Still, Jacobi's studied climax does not stint in blood or thunder:


  "Edith!" she called. "Let me in."

  That same ringing silence answered her. Again she pounded on the door.

  "Edith! Why don't you answer?"

  Her unease gave way to alarm. She turned and ran down the corridor to the kitchen where a master key hung from a hook on the wall. A moment later, she had unlocked the library door and entered the room.

  At first glance, she thought the room was empty. Her eyes lowered to the floor and she advanced several steps. For a long moment she stood there, looking down. A dribble of saliva ran from a corner of her mouth. Then she turned very quietly and left the room.

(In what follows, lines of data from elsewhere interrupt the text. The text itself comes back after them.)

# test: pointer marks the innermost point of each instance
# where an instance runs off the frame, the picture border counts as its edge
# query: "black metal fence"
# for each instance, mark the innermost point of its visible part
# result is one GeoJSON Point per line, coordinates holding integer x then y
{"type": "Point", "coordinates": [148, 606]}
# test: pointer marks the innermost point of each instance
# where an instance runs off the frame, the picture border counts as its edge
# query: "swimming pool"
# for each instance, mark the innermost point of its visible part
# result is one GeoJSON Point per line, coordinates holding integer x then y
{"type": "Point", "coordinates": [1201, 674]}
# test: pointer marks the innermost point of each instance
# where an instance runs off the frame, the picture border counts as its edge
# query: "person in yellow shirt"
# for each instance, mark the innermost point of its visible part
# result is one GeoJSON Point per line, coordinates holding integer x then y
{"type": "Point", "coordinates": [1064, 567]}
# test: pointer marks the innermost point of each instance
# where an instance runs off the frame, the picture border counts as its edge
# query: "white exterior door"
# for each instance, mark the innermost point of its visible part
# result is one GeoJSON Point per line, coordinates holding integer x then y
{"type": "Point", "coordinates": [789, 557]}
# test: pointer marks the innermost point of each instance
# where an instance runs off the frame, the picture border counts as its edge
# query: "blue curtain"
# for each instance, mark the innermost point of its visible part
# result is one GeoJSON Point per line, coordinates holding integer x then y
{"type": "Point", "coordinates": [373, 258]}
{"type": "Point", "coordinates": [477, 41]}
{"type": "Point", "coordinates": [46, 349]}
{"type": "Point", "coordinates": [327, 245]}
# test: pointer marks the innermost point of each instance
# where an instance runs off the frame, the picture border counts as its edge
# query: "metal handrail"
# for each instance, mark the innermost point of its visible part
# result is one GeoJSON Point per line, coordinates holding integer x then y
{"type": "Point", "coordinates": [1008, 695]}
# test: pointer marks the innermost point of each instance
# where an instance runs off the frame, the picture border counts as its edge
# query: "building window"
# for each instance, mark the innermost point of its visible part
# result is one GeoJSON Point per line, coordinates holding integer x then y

  The rain, coming down harder, wrapped itself about her as she went out the door and down the outside steps to the street. She walked down Haney Lane to Brompton Road, heading south east toward Embankment. She moved into Basil Street and followed Basil into Walton, threading her way blindly through the night traffic, unaware of her surroundings, not knowing where she was or where she was going. She entered Pont Street and as she went on, she saw again in her mind's eye what she had seen in the library—the sight which would live forever in her memory—the body of Edith Halbin lying limp on the floor... a body that was all but unrecognizable because the head and face had been partially devoured! And the aquarium that no longer showed a milky grey solution, was now a sickening pink. And most hideous of all—the marks on the floor, the still wet red convolutions extending from the aquarium to the body of Edith Halbin and from there back to the tank again—marks that might have been made by some crawling thing, satiated and slobbered with blood.

  Miss Rhodes came into Cadogan Square. Here she suddenly stopped, threw back her head and screamed....


That dribble of saliva is certainly worthy of Sheckley or Wilson, if nothing else in "The Aquarium" comes close.